To differentiate IP VPN QoS, the proportional QoS differentiation model, whose QoS specification granularity compromises that of IntServ and Diffserv, emerges as a potential solution. The investigation of its claimed capability of providing the predictable and controllable QoS differentiation is then conducted.

With respect to the loss rate differentiation, the "packet shortage" phenomenon shown in two classical proportional loss rate (PLR) dropping schemes is studied. On the pursuit of a feasible solution, the potential of compromising the system resource, that is, the buffer, is ruled out; instead, an enhanced "debt-aware" mechanism is suggested to relieve the negative effects of "packet shortage." Simulation results show that "debt-aware" partially curbs the biased loss rate ratios, and improves the queueing delay performance as well.

With respect to the delay differentiation, the dynamic behavior of the average delay difference between successive classes is first analyzed, aiming to gain insights of system dynamics. Then, two classical delay differentiation mechanisms, that is,proportional average delay (PAD) and waiting time priority (WTP), are simulated and discussed.

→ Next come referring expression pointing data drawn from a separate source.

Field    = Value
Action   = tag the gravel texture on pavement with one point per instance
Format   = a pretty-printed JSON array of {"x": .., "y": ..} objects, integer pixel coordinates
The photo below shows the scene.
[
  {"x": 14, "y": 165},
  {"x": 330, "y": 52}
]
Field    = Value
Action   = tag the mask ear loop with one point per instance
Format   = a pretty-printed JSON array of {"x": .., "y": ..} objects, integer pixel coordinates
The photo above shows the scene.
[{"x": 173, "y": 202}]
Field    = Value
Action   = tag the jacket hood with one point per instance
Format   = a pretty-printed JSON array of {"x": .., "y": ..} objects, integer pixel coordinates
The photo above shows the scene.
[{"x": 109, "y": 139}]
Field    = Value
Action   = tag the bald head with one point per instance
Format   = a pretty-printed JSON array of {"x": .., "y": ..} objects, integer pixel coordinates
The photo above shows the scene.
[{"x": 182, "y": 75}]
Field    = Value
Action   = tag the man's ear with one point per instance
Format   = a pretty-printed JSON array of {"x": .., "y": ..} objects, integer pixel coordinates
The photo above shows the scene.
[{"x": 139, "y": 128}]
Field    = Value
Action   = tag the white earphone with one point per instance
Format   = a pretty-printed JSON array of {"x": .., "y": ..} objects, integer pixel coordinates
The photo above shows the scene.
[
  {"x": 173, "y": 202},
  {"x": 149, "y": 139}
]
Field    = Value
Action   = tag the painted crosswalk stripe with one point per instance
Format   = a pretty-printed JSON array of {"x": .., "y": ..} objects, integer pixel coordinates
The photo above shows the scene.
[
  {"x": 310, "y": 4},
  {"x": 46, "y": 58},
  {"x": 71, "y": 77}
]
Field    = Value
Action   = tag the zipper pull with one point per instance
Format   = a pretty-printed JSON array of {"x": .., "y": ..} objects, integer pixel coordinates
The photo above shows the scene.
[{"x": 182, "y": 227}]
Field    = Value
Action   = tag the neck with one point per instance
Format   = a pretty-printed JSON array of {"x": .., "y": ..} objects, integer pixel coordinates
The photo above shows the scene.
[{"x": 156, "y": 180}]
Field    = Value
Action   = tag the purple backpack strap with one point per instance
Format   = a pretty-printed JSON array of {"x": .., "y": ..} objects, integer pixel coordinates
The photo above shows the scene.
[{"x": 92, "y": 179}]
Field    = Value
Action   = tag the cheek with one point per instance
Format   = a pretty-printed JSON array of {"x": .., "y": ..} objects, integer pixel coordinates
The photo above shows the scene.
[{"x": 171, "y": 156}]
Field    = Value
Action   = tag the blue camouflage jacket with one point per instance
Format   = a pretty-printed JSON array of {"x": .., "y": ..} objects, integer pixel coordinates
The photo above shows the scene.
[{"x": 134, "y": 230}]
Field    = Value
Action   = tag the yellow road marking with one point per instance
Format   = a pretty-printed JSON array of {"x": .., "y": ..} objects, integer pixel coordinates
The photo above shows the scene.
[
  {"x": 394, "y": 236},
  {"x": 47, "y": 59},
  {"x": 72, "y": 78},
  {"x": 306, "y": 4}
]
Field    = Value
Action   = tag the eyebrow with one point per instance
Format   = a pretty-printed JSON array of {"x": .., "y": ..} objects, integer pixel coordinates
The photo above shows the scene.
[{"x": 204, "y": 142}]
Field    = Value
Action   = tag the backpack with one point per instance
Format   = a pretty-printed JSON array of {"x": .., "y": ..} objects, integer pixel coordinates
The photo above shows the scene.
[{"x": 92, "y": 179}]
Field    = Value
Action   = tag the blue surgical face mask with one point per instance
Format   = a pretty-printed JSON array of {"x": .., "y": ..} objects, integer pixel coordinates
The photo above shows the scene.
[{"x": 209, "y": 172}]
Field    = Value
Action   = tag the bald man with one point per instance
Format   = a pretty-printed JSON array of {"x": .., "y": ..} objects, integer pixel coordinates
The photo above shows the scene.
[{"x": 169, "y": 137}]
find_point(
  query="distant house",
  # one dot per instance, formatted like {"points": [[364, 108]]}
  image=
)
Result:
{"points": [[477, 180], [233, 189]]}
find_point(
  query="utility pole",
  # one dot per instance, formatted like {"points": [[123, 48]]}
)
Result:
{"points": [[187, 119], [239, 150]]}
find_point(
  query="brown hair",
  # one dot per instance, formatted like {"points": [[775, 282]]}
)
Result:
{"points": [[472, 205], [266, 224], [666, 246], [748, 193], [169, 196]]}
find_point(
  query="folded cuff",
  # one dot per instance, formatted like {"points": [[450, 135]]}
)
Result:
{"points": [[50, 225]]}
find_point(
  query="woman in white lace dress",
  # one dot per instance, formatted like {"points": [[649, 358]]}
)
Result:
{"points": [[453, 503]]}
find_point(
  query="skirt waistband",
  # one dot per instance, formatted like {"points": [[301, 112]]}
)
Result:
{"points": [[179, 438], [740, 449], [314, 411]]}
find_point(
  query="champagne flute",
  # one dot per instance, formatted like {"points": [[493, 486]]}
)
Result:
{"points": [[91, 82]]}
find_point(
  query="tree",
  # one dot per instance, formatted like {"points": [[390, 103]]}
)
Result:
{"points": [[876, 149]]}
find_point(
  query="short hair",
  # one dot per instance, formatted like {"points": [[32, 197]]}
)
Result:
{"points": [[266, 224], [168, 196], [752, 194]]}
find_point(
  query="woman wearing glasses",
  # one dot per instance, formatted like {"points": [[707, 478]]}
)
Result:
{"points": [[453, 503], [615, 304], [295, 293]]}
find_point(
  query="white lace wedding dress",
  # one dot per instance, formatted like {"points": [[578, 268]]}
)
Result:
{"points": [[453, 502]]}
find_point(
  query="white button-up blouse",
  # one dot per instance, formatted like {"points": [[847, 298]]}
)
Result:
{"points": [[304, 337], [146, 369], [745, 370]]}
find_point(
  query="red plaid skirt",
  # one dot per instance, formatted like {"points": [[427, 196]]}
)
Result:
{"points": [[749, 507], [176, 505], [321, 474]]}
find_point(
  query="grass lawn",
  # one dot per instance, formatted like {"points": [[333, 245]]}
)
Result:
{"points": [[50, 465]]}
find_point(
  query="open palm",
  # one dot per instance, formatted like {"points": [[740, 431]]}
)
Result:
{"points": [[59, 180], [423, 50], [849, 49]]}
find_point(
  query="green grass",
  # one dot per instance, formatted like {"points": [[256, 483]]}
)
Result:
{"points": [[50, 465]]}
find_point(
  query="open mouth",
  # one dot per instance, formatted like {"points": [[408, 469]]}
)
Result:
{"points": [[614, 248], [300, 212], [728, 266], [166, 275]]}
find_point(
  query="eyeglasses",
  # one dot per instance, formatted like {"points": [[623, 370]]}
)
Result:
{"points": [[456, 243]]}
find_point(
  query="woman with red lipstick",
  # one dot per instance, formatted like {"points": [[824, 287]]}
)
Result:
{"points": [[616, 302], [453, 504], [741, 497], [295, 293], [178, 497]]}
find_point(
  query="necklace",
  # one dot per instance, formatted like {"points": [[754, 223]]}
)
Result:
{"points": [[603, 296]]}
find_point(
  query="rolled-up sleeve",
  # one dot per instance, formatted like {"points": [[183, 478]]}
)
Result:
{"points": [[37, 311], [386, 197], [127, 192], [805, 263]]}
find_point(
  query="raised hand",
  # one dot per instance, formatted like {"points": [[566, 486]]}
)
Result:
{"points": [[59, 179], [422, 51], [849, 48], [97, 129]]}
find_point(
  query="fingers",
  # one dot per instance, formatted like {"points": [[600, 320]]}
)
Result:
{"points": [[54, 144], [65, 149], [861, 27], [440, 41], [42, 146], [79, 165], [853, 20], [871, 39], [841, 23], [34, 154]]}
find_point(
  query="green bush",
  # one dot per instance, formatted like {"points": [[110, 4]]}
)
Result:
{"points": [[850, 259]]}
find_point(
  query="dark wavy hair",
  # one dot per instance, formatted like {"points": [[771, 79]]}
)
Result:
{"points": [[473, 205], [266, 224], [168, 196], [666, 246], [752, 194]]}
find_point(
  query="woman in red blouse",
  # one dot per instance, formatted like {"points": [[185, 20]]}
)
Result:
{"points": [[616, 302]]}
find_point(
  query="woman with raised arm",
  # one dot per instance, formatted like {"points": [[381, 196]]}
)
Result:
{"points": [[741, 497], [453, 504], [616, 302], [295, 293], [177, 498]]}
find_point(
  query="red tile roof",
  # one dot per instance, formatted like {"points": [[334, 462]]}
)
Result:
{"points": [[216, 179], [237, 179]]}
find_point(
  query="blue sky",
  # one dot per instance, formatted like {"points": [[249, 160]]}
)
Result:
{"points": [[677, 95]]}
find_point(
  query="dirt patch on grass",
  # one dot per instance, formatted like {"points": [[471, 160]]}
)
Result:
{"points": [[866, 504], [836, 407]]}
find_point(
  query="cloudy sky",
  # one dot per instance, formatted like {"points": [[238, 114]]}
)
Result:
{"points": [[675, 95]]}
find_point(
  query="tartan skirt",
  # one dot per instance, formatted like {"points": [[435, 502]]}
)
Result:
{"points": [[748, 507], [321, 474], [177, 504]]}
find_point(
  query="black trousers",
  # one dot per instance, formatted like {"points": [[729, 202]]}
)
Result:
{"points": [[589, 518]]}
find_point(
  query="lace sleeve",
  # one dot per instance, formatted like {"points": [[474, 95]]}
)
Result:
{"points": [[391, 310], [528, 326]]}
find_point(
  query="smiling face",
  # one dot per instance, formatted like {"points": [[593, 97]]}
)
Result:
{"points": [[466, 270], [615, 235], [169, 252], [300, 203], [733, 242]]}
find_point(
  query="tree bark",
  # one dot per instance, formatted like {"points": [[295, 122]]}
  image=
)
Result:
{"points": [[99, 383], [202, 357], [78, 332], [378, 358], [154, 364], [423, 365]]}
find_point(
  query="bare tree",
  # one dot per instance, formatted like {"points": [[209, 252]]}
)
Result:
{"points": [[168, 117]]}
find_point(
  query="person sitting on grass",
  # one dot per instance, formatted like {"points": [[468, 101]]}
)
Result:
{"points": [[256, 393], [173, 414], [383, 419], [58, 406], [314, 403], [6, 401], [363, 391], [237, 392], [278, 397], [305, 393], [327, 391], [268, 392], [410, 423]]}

Based on observations on their differentiation performances over both short and long time periods, a combined delay differentiation (CDD) scheme is introduced. Simulations are utilized to validate this method.

Both loss and delay differentiations are based on a series of differentiation parameters. Though previous work on the selection of delay differentiation parameters has been presented, that of loss differentiation parameters mostly relied on network operators' experience. A quantitative guideline, based on the principles of queueing and optimization, is then proposed to compute loss differentiation parameters. Aside from analysis, the new approach is substantiated by numerical results.